Con Superunknown, en cambio, tres años después, Soundgarden sí alcanzó su momento álgido en términos de fama. Y si a los fans más longevos de la banda no le faltaban argumentos para enorgullecerse de sus héroes, encontraron uno verdaderamente delicioso: la satisfacción de comprobar que esta explosión mediática de Cornell y compañía no vino acompañada de docilidad compositiva, o de intento por encajar, sino tras un nuevo paso en la misma senda de exploración que comenzó a transitar el grupo a finales de los 80’s. Es decir, tras hacer lo mismo que habían hecho hasta entonces, algo tan loable como crecer, ampliar miras e inquietudes y experimentar sin traicionarte. Si a eso le añadimos una inspiración sobresaliente y un nivel de engrasamiento musical elevadísimo, el resultado es el mayor pico creativo que Soundgarden, y por extensión Cornell, ofreció en su vida. Cuesta encontrar, en el catálogo de obras maestras del rock, una concentración de talento, poderío, sensibilidad, diversidad emocional y dominio de registros y atmósferas mayor que el Superunknown. Cuesta encontrarlo porque es probable que, directamente, no exista.

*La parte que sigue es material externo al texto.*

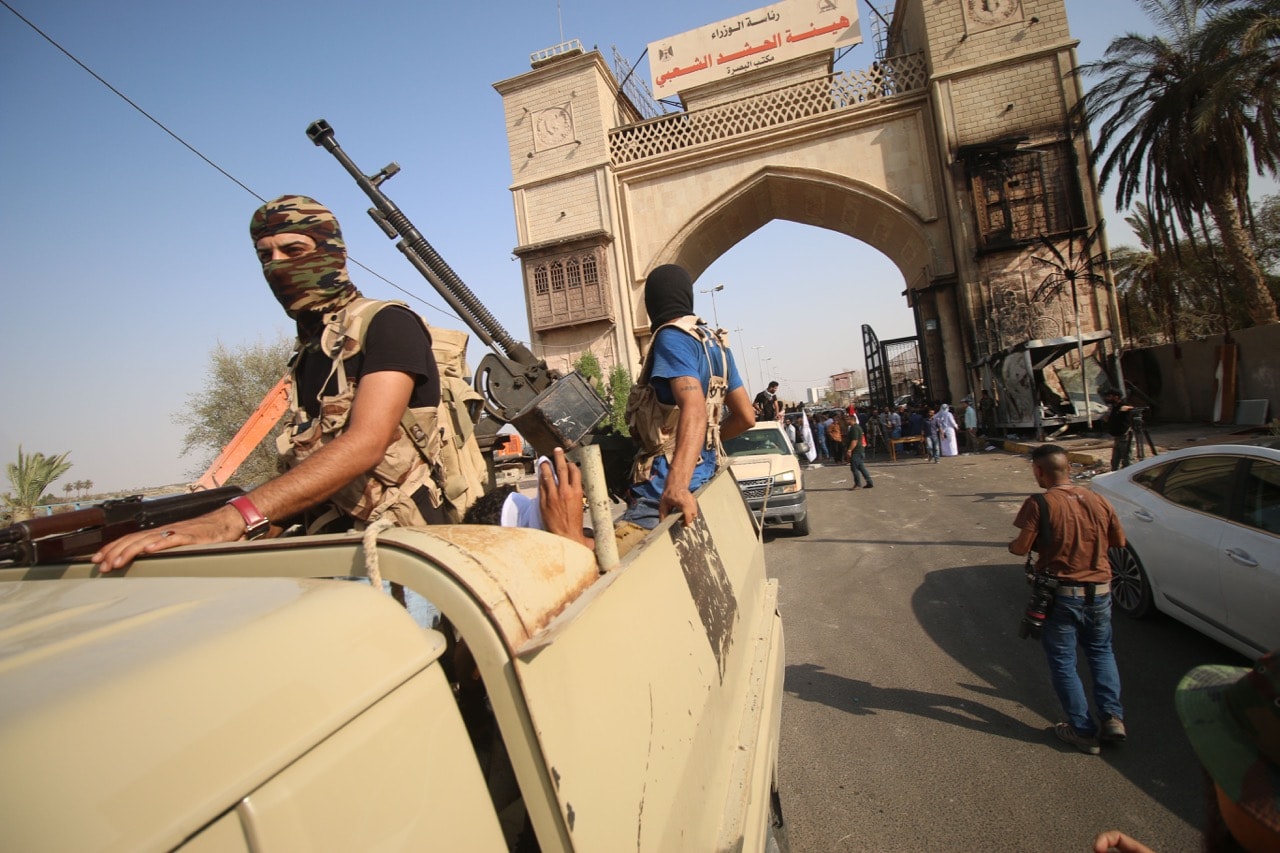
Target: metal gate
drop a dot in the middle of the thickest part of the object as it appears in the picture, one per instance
(894, 369)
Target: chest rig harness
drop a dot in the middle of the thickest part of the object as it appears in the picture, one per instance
(653, 423)
(434, 447)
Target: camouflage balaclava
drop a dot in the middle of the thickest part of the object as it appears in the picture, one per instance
(316, 282)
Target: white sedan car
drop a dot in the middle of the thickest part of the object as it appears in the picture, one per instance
(1203, 528)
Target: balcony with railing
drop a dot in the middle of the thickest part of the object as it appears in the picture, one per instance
(768, 110)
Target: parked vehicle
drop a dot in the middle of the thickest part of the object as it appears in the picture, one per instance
(236, 697)
(1203, 529)
(768, 471)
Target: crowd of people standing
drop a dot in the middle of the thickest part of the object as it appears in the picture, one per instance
(942, 430)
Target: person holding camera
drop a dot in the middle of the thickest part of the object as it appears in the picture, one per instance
(1118, 420)
(1079, 528)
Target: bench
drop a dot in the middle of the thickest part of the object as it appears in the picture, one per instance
(909, 439)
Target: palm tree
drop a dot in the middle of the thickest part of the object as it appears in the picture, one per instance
(1183, 114)
(30, 477)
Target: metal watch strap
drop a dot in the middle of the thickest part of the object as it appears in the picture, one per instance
(255, 523)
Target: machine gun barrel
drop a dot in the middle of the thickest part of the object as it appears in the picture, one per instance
(421, 254)
(517, 386)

Desde temas directos y que se te graban a fuego como My Wave o Spoonman o trallazos llenos de rabia y angustia (Let Me Drown) hasta monumentos a la melancolía como Fell On Black Days o Like Suicide, pasando por temas tan lóbregos como hipnóticos del nivel de Mailman o 4th Of July, fogonazos de intensa y mágica genialidad como la apabullante canción que titula el disco y lindezas experimentales e inclasificables como Head Down o Half, el recital es asombroso. Su tema más popular, Black Hole Sun, con aquel videoclip tan formidable que todos conocemos, no deja de ser, además, una falsa balada, un tema que, bajo su envoltorio aparentemente cordial, desprende una carga de inquietud y truculencia más evidente cuanto más se escucha. Las letras continúan la tónica fatalista de siempre, y mantienen su habitual aura de misterio, aunque si cabe con mayor capacidad de evocación. Para ilustrar sonoramente esta exhibición podría elegirse, en fin, cualquier canción de las citadas. Nos quedaremos con The Day I Tried To Live, una de las composiciones más viscerales e incisivas del álbum.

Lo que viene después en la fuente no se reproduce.